Kickstarter is inherently a risky way to spend your money. There’s always the chance the project you’re funding never sees the light of day. There’s always the chance your money will be wasted. Because of these risks, it’s very important to really look at a project and try to determine the odds of the final product reaching completion. Granted, this isn’t always an easy task. However, in the case of The Phoenix Project, I’m convinced there are better ways to spend your money.
The Phoenix Project, also known as City of Titans, is the spiritual successor of the now-defunct MMO City of Heroes. It’s being put together by a group of volunteers that make up Missing Worlds Media. According to the Kickstarter page, Missing Worlds Media contains over 100 developers. They came together after it became clear City of Heroes would be no more. In an effort to create a whole new world for City of Heroes players, a Kickstarter goal of $320,000 was set. At the time of this writing, the campaign has raised over $340,000 with 22 days to go. Raising that much money in a short period of time is impressive, but you have to consider a few things. $340,000 is nowhere near enough money to create and sustain a MMO. What’s worse is Missing Worlds Media acknowledges all the money won’t actually go into developing the game.
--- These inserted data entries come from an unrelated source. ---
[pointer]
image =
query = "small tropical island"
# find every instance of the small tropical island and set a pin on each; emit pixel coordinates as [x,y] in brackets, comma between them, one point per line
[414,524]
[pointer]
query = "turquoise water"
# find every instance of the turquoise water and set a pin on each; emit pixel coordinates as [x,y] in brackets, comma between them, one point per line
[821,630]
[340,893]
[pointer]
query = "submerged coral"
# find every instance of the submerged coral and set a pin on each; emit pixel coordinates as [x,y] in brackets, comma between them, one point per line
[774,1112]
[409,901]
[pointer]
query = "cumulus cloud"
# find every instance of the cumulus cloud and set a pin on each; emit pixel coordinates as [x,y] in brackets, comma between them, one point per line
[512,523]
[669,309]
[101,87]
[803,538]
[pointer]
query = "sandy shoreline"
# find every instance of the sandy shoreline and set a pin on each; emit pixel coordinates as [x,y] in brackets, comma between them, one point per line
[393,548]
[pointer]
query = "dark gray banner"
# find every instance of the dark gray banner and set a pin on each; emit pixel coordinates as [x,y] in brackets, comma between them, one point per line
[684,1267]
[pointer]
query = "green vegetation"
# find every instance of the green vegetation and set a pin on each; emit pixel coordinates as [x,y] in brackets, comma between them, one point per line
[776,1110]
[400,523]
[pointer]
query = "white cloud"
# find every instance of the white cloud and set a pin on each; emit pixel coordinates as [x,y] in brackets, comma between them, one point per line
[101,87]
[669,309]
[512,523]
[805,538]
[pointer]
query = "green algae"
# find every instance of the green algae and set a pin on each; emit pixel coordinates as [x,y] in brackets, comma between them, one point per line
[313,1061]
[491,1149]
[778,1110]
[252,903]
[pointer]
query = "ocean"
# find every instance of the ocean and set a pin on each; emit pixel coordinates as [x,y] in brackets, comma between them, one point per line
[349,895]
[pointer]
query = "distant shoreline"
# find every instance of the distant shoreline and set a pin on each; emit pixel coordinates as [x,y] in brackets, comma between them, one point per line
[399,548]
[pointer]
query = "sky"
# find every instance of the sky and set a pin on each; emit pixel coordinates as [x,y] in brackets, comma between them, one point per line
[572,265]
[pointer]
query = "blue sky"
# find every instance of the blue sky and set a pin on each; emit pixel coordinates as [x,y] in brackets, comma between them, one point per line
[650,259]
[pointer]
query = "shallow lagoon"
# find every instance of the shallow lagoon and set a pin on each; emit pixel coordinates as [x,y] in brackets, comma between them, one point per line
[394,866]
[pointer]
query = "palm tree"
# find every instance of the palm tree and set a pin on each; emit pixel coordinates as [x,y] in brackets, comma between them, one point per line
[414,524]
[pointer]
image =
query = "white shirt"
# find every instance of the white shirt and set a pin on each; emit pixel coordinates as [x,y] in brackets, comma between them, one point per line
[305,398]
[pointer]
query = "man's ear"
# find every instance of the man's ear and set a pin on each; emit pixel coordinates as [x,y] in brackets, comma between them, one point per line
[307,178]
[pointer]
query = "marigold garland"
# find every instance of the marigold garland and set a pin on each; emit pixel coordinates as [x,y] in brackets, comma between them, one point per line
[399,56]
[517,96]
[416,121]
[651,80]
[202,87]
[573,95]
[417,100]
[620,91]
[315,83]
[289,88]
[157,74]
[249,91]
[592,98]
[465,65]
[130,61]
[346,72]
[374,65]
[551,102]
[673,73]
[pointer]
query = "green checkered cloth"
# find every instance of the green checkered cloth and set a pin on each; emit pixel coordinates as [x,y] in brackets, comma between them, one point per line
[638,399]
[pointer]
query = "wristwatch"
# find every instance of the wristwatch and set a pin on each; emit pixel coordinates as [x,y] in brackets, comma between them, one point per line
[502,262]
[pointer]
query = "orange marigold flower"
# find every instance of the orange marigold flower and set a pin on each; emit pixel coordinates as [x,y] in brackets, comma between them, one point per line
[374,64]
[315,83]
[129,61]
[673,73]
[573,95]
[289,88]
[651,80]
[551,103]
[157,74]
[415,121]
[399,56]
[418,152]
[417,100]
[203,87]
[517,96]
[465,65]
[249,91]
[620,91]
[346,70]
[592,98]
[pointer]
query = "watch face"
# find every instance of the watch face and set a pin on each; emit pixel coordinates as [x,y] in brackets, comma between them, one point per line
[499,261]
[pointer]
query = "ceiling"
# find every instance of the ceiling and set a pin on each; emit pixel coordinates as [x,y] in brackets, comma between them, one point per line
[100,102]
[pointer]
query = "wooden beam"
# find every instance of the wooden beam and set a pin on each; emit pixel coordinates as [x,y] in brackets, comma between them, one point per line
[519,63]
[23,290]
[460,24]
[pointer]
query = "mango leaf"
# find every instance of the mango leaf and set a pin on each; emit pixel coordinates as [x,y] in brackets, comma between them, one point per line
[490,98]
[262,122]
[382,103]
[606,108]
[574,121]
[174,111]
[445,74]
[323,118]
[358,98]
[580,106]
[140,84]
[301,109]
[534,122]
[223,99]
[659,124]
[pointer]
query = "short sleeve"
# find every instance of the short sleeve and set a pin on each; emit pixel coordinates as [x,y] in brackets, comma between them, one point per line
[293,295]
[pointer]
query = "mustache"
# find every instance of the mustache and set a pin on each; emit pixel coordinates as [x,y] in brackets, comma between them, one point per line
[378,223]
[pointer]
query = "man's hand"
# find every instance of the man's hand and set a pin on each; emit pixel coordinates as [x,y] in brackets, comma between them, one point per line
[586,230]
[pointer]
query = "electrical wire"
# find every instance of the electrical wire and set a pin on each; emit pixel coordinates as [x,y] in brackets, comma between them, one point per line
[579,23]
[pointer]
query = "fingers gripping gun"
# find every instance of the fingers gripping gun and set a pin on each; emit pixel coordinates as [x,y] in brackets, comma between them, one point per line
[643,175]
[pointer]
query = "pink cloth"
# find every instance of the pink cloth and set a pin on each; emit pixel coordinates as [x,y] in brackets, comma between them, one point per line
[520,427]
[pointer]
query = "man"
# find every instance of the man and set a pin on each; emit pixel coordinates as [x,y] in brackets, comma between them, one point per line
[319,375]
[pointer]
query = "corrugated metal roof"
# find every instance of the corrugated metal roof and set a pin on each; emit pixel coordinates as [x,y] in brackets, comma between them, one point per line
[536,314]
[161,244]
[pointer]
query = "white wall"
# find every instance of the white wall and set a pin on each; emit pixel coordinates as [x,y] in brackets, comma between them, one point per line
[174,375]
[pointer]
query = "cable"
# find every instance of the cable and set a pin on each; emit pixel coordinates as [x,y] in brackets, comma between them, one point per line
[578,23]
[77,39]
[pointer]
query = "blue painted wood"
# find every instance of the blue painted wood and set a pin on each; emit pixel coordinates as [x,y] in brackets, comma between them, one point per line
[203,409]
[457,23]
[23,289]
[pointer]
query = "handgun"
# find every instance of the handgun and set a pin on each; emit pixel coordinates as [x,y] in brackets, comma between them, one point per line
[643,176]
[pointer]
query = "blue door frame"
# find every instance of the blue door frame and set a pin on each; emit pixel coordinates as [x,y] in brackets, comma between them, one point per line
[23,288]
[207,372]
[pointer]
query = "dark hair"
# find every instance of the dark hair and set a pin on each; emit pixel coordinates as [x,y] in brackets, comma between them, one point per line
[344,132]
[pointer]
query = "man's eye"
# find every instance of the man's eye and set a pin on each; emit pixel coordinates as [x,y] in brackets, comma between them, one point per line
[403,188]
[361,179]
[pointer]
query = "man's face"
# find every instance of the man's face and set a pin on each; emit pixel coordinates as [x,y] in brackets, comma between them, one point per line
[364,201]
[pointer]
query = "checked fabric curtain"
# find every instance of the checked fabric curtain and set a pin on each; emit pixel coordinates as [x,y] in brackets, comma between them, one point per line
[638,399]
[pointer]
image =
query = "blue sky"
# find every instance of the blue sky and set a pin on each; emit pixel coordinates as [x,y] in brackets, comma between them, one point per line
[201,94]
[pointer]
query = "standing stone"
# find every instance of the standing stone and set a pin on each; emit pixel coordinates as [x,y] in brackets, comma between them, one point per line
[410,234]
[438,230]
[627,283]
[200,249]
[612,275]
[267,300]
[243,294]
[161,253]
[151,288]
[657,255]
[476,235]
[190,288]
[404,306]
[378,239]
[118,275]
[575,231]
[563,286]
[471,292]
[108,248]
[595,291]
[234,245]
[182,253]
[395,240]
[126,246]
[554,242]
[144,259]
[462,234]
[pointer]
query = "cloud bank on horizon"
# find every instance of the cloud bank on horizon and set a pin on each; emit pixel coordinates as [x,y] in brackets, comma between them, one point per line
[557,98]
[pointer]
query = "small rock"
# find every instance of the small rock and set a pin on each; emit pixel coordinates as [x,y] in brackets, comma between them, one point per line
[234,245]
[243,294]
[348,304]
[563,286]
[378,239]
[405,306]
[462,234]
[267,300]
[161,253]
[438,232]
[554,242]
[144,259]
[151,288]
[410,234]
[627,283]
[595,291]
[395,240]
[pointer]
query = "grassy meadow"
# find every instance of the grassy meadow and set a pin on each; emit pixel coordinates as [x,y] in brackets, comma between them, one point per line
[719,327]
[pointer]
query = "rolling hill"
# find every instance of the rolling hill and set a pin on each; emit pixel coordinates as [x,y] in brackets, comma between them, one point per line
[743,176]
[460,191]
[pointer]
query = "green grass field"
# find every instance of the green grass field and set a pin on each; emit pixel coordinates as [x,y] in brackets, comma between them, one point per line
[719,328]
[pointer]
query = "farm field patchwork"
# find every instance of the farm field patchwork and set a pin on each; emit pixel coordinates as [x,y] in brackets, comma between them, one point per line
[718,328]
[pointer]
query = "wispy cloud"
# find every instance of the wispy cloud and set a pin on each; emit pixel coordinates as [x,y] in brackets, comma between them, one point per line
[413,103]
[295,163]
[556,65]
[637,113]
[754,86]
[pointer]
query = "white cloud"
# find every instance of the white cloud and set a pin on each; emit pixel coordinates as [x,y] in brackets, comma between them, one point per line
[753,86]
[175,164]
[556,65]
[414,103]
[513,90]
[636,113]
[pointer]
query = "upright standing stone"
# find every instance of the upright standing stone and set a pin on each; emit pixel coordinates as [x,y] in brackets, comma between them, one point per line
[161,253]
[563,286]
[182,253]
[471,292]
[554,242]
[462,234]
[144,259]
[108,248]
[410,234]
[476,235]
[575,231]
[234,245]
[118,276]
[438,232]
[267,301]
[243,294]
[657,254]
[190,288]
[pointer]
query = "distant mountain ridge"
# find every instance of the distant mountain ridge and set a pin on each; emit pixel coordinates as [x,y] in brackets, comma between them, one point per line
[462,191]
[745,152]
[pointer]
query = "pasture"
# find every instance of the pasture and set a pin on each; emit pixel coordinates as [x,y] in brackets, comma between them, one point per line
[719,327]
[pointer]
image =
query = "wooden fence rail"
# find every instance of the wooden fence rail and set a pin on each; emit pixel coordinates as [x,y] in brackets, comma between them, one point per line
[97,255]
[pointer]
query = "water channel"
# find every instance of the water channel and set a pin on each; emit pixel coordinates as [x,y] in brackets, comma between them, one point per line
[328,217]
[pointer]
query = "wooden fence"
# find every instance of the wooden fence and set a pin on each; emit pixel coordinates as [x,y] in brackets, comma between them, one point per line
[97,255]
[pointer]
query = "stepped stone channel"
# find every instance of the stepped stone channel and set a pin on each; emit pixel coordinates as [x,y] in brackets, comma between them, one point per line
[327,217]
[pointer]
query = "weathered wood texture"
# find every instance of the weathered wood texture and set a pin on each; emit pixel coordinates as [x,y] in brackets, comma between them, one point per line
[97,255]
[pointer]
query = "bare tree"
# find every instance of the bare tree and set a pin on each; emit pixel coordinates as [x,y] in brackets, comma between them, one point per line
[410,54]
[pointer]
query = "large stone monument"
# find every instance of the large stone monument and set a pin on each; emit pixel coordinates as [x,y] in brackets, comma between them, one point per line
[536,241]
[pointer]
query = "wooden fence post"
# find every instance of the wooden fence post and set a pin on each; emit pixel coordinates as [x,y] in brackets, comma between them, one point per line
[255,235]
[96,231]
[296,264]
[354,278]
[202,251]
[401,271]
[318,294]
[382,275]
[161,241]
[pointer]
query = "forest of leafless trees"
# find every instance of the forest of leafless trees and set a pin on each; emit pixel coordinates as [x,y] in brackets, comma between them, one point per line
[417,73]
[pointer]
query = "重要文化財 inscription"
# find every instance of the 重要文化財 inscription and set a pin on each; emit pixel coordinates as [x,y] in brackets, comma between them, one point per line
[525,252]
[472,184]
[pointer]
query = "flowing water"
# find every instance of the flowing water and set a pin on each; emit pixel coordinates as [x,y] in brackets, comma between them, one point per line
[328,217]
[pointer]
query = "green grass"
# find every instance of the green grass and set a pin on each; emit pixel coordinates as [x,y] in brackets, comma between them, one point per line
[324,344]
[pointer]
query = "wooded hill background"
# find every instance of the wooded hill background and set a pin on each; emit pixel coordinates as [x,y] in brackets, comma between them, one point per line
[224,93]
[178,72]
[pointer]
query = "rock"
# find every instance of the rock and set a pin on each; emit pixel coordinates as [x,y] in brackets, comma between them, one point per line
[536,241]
Of the $320,000, $70,000 goes towards taxes, perks, add-ons and fees to Kickstarter and Amazon. $70,000 more goes to Epic Games for the Unreal Engine license. There’s only $180,000 left to actually make the game.
“That $180,000 is mostly going straight to software,” reads the Kickstarter page.
“Autodesk’s Maya and 3DS Max. They’re not cheap, and we need them to do the work. Each of them has strengths and weaknesses, and we need at least 24 copies for the art and tech teams to be able to do their jobs. There are several different versions, each targeting different levels of needs, and the 24 total copies are split between the various members to their need, based on the tasks they have.
We’ll need multiple copies of a few tools like zbrush, Allegorithmic, 8DIO, Photoshop and Illustrator.”
There are more incidentals in there as well such lawyer fees, book keeping fees and additional hardware. It doesn’t stop there either. Stretch goals are needed to acquire, “middleware to help us make the game. Purchasing of assets, saving our team the time needed to develop. Licensing premade systems from other game developers.”
Should all of this somehow come together, you’ll be playing City of Titans in November 2015.
Listen, I don’t want to rain on anybody’s parade, but we’ve got to be realistic about this. MMOs are extremely expensive to create and a lot of work to maintain. The people working on this game are volunteers and have no real obligation to see their work through. This money will be gone well before the final product is finished. Put your money in the pot if you must, but my gut tells me this game is not going to happen.